12 April 2026 (Sunday) - A Giant Platelet


Well, there’s a giant platelet but you get them in all sorts of conditions.
Here’s a few words about Bernard-Soulier syndrome.
 

12 April 2026 (Sunday) - BTLP-TACT Exercise

Time for a BTLP-TACT exercise I suppose… I was presented with one sample – a ninety-five year old chap with beta thalassaemia needing two units of blood.
He grouped as A Rh(D) Positive with antibody screen positive in cells 1 and 3. I performed antibody panels.
The IAT panel was positive in cells  1, 3, 6, 9 and 10 corresponding with anti-Fy(a)
The enzyme panel was negative throughout.
 
I selected two units of A Rh(D) Positive Fy(a) negative blood
 
I got the green light…

10 April 2026 (Friday) - Iron

 

I found this picture on one of the work-related Facebook groups I follow

9 April 2026 (Thursday) - Infection Control e-learning

I did my infection control e-learning today. Infection control, health and safety, it’s all a load of old tosh, isn’t it…
 
I can remember being told (by a senior biochemist) to sharpen my pencil with a scalpel blade, and chopping a lump off of my finger.
I can remember watching senior staff charging round the (now bulldozed) biochemistry department chasing each other with water pistols filled with Schiff’s reagent.
I can remember senior staff playing cricket in the (now bulldozed) microbiology department and sending petri dishes flying.
I can remember when I first started as an apprentice blood tester being told to seriously consider not joining the works pension scheme as I was told that (at that time) the average blood tester died three years before collecting their pension.
And I can remember the face of a friend who died from a rather rare type of brain tumour… the lab where she worked used to make thromboplastin from human brain. Four of them in the same lab died of the very same type of tumour within a few weeks of each other…
 
I sometimes take a deep breath when the trainees put on their gloves and goggles, but they are right to do so.
For all that I grumble about recent changes in the workplace, some have been for the better.

2 April 2026 (Thursday) - NEQAS 2602 BF

I got the results of NEQAS morphology survey 2602BF today…
 
2602BF1 I said:
 
Hypochromia (consensus 4th)
Target cells  (consensus 1st)
Large plts (consensus 2nd)
Neutropenia (consensus 14th)
 
I wrote “? thal ? SC disease”. The expert opinion said: “These features are all suggestive of Hb SC disease and this was confirmed on HPLC though the degree of microcytosis should lead to the consideration of a coexistent alpha thalassemia trait
 
 
2602BF2 I said:
 
Hypochromia (consensus 1st)
Microcytosis (consensus 2nd)
Pencil cells (consensus 3rd)
Tear drop cells (consensus 5th)
^ plts (consensus 4th)
 
I thought this was a case of iron deficiency.
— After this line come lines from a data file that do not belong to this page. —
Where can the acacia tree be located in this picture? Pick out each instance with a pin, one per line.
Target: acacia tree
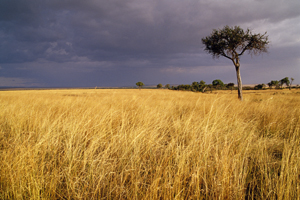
(285, 81)
(292, 79)
(232, 42)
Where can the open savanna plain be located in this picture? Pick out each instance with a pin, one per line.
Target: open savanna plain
(149, 144)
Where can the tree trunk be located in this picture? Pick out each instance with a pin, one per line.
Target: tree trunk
(239, 81)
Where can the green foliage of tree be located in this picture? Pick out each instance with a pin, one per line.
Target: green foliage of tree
(159, 86)
(217, 83)
(230, 86)
(292, 79)
(231, 43)
(273, 83)
(140, 84)
(285, 81)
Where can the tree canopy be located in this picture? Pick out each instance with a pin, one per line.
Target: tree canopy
(140, 84)
(232, 42)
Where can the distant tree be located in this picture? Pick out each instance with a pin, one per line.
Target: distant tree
(270, 85)
(140, 84)
(230, 86)
(292, 79)
(217, 83)
(232, 42)
(259, 87)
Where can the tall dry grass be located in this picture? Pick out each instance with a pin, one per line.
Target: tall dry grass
(149, 144)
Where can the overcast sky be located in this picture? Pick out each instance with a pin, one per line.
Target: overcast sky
(88, 43)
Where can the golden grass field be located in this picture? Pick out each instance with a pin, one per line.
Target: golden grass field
(149, 144)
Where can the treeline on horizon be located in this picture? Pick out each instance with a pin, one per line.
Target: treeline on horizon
(219, 85)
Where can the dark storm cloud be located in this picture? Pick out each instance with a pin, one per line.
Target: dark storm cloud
(117, 35)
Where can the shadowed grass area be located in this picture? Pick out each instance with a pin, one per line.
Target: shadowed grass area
(149, 144)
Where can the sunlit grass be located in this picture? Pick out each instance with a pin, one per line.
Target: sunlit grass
(149, 144)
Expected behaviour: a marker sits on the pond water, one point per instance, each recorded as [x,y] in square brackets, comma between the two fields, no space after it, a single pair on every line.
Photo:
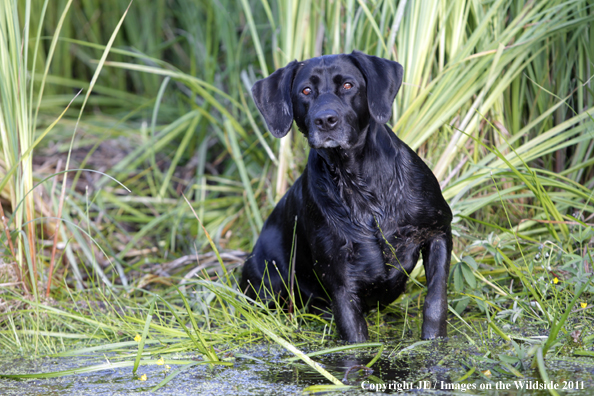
[424,368]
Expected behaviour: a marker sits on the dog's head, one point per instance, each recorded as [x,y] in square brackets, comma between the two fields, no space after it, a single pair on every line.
[331,98]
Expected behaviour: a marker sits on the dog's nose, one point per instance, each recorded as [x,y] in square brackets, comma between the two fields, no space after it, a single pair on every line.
[326,120]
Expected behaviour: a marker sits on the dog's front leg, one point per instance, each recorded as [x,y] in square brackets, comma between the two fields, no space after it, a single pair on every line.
[349,317]
[436,259]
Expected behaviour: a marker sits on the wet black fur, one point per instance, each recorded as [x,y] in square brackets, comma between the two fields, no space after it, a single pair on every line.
[365,207]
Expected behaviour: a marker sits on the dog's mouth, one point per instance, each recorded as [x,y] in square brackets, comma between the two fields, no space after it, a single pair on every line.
[316,141]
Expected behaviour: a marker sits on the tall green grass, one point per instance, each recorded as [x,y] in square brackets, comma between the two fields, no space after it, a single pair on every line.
[496,98]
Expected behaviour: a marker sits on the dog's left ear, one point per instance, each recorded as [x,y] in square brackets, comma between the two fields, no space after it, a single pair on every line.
[383,78]
[272,96]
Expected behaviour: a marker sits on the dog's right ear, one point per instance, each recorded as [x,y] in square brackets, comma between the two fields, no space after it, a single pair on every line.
[272,96]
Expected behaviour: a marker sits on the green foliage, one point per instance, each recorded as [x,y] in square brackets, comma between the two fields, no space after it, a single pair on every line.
[496,98]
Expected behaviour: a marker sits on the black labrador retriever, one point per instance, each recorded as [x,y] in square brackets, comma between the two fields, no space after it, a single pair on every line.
[366,205]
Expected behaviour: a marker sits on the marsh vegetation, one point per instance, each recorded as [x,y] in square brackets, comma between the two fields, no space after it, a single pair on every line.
[135,173]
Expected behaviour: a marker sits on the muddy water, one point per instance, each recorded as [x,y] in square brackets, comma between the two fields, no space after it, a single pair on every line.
[431,368]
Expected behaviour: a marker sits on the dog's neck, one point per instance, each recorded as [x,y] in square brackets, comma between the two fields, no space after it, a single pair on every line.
[346,169]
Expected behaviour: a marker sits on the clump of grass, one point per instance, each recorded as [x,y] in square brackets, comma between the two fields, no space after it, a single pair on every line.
[497,99]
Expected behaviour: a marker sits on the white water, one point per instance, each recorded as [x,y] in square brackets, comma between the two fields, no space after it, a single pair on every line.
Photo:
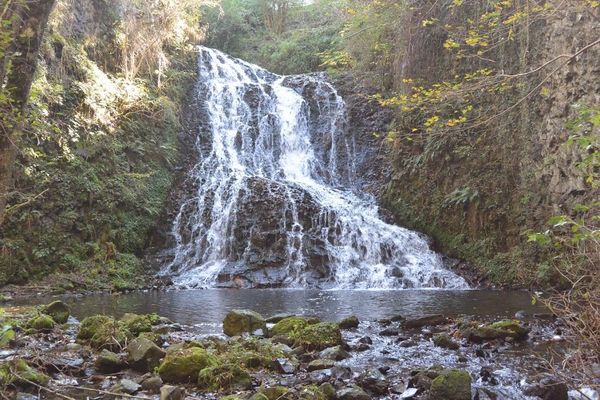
[261,128]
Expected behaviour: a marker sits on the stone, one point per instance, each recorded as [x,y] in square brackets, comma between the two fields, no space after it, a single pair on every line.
[227,377]
[152,384]
[319,336]
[451,384]
[498,330]
[352,393]
[237,322]
[349,323]
[144,355]
[336,353]
[108,362]
[169,392]
[41,323]
[319,364]
[184,365]
[283,366]
[374,381]
[58,311]
[430,320]
[445,341]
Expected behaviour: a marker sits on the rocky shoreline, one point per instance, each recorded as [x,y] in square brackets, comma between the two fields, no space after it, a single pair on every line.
[48,354]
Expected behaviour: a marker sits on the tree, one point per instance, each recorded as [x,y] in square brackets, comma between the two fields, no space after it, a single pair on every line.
[23,25]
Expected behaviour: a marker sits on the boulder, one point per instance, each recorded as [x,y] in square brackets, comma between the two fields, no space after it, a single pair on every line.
[227,377]
[349,323]
[445,341]
[144,355]
[319,336]
[184,365]
[58,310]
[451,384]
[169,392]
[352,393]
[374,381]
[238,322]
[430,320]
[108,362]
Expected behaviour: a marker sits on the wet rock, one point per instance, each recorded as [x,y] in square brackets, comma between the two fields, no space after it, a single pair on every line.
[291,326]
[328,390]
[127,386]
[152,384]
[451,384]
[284,366]
[144,355]
[58,311]
[224,377]
[319,336]
[168,392]
[336,353]
[352,393]
[498,330]
[184,365]
[108,362]
[320,364]
[373,381]
[238,322]
[445,341]
[278,317]
[349,323]
[41,323]
[430,320]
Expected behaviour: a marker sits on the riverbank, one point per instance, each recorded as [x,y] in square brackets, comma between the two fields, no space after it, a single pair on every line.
[279,357]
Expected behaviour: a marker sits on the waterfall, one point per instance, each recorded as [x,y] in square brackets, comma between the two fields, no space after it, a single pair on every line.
[274,200]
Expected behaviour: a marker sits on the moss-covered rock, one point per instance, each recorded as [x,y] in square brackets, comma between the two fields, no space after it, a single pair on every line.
[90,325]
[226,378]
[41,323]
[291,326]
[143,355]
[58,310]
[237,322]
[451,384]
[184,365]
[109,362]
[499,330]
[445,341]
[319,336]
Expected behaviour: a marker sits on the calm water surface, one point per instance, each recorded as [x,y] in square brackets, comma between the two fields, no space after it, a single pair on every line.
[208,307]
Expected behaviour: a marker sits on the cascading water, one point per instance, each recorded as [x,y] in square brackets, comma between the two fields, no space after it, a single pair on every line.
[274,202]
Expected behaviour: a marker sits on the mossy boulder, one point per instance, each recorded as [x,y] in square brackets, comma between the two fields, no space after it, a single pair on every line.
[58,310]
[90,325]
[237,322]
[445,341]
[227,377]
[451,384]
[184,365]
[109,362]
[319,336]
[19,373]
[291,326]
[41,323]
[498,330]
[143,355]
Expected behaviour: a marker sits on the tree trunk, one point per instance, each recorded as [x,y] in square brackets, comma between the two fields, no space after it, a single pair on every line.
[28,32]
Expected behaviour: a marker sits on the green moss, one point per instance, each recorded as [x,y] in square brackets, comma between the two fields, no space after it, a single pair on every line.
[291,325]
[41,323]
[184,365]
[451,385]
[319,336]
[226,377]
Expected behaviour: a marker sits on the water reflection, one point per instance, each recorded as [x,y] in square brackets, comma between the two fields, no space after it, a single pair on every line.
[208,307]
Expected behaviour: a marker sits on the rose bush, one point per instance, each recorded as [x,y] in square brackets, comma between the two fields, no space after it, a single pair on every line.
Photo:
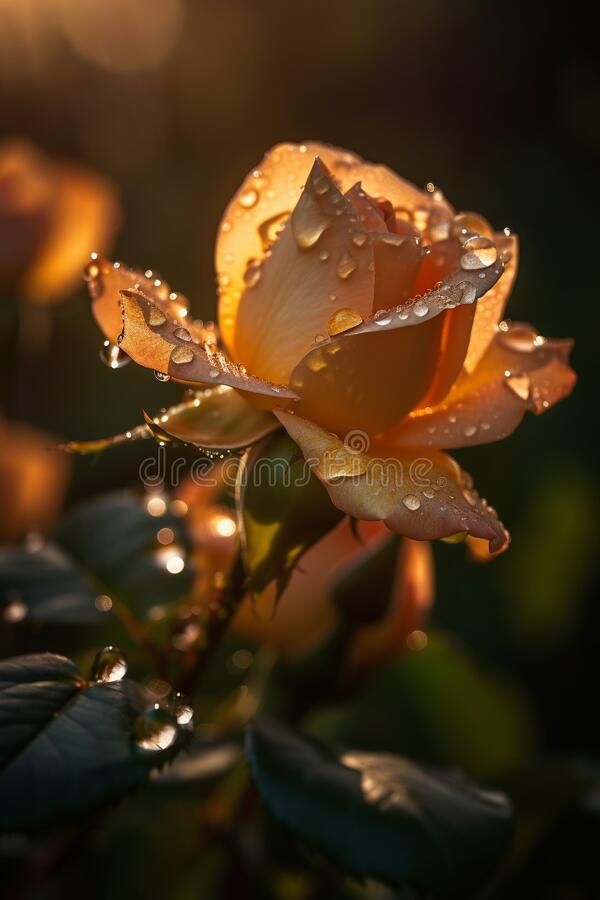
[364,316]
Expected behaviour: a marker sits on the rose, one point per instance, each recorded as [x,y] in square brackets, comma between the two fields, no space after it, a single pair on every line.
[50,214]
[352,302]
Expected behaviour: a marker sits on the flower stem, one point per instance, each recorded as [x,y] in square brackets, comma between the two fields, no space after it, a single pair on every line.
[217,619]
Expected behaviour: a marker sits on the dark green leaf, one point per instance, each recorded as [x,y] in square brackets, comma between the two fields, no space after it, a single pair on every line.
[285,510]
[45,585]
[66,744]
[114,537]
[379,815]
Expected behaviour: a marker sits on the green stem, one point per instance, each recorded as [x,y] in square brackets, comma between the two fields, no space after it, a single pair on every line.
[218,618]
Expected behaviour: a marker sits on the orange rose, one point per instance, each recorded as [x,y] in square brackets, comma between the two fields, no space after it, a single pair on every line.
[33,480]
[51,214]
[365,316]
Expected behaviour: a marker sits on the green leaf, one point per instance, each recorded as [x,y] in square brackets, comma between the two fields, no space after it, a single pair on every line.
[448,710]
[381,816]
[66,744]
[285,510]
[114,537]
[45,585]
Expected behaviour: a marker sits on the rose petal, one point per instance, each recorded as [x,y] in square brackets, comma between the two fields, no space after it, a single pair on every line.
[163,347]
[315,268]
[216,418]
[412,596]
[85,214]
[490,308]
[520,371]
[268,195]
[419,493]
[372,375]
[106,280]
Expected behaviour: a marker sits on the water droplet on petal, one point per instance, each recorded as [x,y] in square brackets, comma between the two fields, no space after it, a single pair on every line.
[468,292]
[252,274]
[478,253]
[270,228]
[182,355]
[248,198]
[156,316]
[155,729]
[112,356]
[346,265]
[109,665]
[14,611]
[183,334]
[359,239]
[519,385]
[182,708]
[343,319]
[518,337]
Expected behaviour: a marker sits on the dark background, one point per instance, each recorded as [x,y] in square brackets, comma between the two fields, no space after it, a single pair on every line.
[499,104]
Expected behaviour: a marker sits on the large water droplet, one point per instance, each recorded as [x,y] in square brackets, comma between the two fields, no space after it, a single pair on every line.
[112,356]
[478,253]
[248,198]
[155,729]
[308,222]
[519,337]
[342,320]
[269,229]
[252,274]
[182,708]
[109,665]
[346,265]
[519,385]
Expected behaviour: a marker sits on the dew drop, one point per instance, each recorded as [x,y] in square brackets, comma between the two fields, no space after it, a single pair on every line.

It was.

 

31 March 2026 (Tuesday) - IBMS Update

The IBMS sent their update today – you can read it by clicking here. I must admit I’m quite a critic of the IBMS but this was one of their better offerings.
I did like the article about infections in feature films… I was reminded of an episode nearly thirty years ago when I wrote to the BBC. A rather poor doctor in the TV show “Casualty was told that they would be lucky to end up in a path lab. The BBC replied saying that they were sorry for any offence caused, and they acknowledged that the average path lab worked is educated to postgraduate standards. But what they were striving for was dramatic effect.
Nothing has changed in the meantime…

 

30 March 2026 (Monday) - AML

Back in the day we’d just judge on what we saw down the microscope. Didn’t I comment on that the other day?